Todd's Potentialities essay "At the Threshold" extends this into the territory of risk, tracing two forgotten etymologies — the reef navigators had to track and the gift of providence that comes through genuine exchange — and finding in the figure of Hermes a guide who moves with uncertainty rather than eliminating it. For leaders caught between recklessness and paralysis, this episode offers a more fundamental shift: restoring connection with the territory itself brings us all toward home.
Series: LANDSCAPES
In a time when many feel unmoored from both the natural world and their own sense of purpose, the Landscapes series offers essential navigation tools for finding your way. As global upheaval reshapes everything we thought we knew, the wisdom of belonging to place becomes vital for thriving.

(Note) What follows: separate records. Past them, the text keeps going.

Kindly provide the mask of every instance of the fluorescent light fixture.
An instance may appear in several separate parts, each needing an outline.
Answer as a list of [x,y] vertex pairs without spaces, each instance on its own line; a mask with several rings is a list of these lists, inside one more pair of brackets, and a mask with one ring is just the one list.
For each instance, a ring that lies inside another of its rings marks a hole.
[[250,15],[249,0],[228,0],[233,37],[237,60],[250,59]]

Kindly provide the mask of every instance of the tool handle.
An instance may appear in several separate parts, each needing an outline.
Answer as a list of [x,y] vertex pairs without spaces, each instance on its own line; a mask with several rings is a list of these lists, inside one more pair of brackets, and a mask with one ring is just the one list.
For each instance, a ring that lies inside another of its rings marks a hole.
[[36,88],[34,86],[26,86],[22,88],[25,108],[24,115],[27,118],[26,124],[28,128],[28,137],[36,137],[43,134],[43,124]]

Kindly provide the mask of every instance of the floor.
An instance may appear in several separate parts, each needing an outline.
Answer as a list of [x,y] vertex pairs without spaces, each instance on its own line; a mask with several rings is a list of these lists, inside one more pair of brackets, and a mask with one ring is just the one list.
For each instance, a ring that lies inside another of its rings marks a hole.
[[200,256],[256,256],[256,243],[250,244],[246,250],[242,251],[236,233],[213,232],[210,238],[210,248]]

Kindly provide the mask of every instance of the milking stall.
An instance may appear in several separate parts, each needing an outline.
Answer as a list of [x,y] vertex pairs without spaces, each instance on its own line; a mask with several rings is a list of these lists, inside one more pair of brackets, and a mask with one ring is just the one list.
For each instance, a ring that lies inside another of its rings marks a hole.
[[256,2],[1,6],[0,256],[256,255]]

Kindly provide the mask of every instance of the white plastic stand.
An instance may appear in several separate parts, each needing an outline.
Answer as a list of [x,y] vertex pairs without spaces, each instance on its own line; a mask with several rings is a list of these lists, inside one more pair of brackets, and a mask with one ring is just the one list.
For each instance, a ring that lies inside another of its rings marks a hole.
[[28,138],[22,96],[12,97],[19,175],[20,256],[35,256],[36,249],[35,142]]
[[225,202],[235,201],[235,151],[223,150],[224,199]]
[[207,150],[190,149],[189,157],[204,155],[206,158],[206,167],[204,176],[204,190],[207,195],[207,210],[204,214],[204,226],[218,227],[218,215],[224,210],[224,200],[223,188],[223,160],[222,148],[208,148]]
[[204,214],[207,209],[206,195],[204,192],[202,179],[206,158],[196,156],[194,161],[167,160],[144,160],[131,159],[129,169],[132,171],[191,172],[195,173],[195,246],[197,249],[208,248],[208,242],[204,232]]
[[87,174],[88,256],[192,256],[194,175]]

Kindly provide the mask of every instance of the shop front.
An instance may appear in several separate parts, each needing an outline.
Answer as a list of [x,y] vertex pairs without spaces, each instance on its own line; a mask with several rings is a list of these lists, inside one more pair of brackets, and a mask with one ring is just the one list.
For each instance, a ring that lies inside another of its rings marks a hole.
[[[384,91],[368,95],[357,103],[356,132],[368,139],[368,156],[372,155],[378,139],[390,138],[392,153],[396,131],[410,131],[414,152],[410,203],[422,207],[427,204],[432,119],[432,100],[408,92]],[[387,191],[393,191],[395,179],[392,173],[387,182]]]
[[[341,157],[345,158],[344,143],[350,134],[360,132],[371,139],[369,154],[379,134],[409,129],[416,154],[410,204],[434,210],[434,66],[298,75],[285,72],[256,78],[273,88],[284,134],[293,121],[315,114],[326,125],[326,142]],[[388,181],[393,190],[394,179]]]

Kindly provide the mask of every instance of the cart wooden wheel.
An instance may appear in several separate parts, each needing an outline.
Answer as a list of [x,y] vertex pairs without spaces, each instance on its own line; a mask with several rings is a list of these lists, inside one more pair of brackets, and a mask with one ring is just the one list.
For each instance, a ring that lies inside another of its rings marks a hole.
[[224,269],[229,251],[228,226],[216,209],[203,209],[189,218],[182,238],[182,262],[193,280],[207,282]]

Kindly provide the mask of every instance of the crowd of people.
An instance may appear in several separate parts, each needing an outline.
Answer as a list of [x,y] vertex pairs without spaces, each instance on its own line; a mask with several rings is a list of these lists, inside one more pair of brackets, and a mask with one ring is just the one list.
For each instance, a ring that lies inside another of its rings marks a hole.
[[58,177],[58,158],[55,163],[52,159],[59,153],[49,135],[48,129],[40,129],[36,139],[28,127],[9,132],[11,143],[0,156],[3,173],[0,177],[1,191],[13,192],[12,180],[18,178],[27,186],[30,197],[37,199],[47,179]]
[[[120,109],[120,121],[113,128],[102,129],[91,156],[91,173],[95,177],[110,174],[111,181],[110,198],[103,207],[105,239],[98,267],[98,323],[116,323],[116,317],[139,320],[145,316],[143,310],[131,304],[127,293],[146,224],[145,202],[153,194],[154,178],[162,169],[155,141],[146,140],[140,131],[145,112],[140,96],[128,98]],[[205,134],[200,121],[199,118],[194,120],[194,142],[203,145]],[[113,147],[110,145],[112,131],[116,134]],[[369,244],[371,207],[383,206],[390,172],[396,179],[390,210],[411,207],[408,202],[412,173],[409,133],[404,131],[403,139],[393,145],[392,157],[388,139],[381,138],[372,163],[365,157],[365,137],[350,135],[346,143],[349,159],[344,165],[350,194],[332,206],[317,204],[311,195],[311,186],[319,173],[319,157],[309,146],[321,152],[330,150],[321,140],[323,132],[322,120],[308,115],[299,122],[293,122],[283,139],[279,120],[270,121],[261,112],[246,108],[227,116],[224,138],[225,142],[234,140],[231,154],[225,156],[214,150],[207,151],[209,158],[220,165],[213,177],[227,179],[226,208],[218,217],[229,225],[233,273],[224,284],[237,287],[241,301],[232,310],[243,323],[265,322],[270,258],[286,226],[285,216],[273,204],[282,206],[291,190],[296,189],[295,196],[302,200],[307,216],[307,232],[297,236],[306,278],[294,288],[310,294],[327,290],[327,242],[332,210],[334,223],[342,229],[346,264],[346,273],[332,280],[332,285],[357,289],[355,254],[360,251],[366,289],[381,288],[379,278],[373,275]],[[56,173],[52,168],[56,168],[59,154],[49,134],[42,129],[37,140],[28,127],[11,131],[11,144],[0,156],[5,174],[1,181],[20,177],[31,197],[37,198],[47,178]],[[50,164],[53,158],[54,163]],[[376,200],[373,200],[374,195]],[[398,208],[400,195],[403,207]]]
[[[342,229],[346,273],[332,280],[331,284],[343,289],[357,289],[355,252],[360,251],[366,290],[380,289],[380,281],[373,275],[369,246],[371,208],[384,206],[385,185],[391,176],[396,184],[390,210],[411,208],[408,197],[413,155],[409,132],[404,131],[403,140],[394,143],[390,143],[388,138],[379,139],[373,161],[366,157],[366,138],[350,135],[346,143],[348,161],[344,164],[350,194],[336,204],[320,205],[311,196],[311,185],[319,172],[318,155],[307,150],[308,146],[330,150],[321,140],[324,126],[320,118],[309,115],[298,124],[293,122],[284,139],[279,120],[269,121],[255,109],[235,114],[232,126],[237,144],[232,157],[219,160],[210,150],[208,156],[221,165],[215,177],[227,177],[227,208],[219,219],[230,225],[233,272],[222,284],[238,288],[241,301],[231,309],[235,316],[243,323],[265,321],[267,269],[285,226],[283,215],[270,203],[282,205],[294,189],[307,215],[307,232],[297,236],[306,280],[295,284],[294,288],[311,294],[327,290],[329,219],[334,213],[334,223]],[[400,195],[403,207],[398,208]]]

This series challenges the Western illusion of separation that leaves us exhausted, anxious, and ineffective. Whether you're leading an organization through uncertainty, seeking personal direction, or simply trying to make sense of chaotic times, understanding how landscapes both external and internal shape consciousness provides pathways forward. We'll explore how becoming skillful wayfinders—learning to read the territories we're crossing and work with larger forces of change—can restore capacity to create abundance and evolve into states of thriving when traditional approaches have failed.
Photo by Pia Kealey
Timeline
00:45 Marti’s introduction
02:24 Meaning of wayfinding — how modern usage inverted the original meaning
04:25 Lewis and Clark, Polynesian navigators, Vikings
04:53 Wade Davis on dead reckoning
05:21 Have we lost our capacity to dialogue with the landscapes of our lives?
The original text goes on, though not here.